In an interview with the gay news website PinkNews.co.uk, Mr Maude said: "We've been seen for a long time as a party which hasn't been very open to gay people. That's wrong." Asked if it was morally wrong, he replied: "Yes, totally."
Mr Maude, whose brother, Charles, died of Aids in 1993, said: "This is all informed by my family, my wonderful, intelligent, beloved brother.
"The gay scene in London in the 1980s was quite aggressively promiscuous and I think if society generally and the government I served in had been more willing to recognise gay people then there would have been less of that problem."
He added: "A lot of people like my brother would not have succumbed to HIV and lost their lives."
The former Treasury and Foreign Office minister is trying to build bridges between the Conservative Party and gay people as part of a drive by the Tory leader, David Cameron, to modernise the party and broaden its appeal.
Mr Maude, a Thatcherite who became one of the party's leading modernisers and ran Michael Portillo's 2001 campaign for the party leadership, said: "I've been conscious that too many gay people who are Conservative-leaning have not felt comfortable to support us."
He insisted there were some genuine reasons for adopting Section 28 in 1988. "Some local authorities were actively promoting homosexuality to school children at a time when gay sex under the age of 21 was illegal. However, times have moved on and the Conservatives should have moved on with it much, much earlier and we didn't. A big part of our problem more generally was that we have failed to keep pace with change in society."
Mr Maude rallied to the defence of Simon Hughes, the Liberal Democrat leadership candidate, who was criticised for telling The Independent he was not gay and then admitting he was bisexual. I thought Simon's explanation for his secrecy was so real. He didn't want to rub his sexuality in the nose of his elderly mother. I can appreciate it," he said.

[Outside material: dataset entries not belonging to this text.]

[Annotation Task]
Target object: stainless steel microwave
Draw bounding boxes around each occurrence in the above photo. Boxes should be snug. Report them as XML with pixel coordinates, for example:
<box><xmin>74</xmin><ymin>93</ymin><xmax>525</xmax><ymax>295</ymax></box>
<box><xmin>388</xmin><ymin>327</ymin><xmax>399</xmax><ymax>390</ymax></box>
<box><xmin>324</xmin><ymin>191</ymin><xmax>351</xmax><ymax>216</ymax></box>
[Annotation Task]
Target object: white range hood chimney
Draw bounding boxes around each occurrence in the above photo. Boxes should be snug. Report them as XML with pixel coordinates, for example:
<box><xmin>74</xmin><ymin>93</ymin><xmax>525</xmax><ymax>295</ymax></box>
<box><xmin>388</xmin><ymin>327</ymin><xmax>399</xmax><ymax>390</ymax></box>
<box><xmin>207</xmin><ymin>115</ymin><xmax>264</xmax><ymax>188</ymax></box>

"We shouldn't criticise, that will change as time will go on. I hope we're becoming a society where all of this matters much less and the sooner it happens the better. People should be able to be more at ease with themselves."
The Tory chairman said Nicholas Boles, the party's candidate in the target seat of Hove at last year's general election, was told by a voter he canvassed: "I can't vote Conservative because I'm gay." Mr Boles replied: "I'm gay too." Mr Maude added: "The man appeared perplexed and claimed we're an anti-gay party, but that sort of perception is intolerable. However, we've begun to redress it."
In 2002, Alan Duncan became the first openly gay Tory MP, which Mr Maude said was a necessary move forward for the party. "Being a Conservative MP was by then virtually the only work environment where there were no openly gay people represented," he said. "It is a shame that people can't be open about sexuality but I don't think any of us should underestimate how hard it is to come out. Chris Smith [the former Labour cabinet minister] came out way back, more than two decades ago. That was a bloody brave thing to do especially in the 1980s."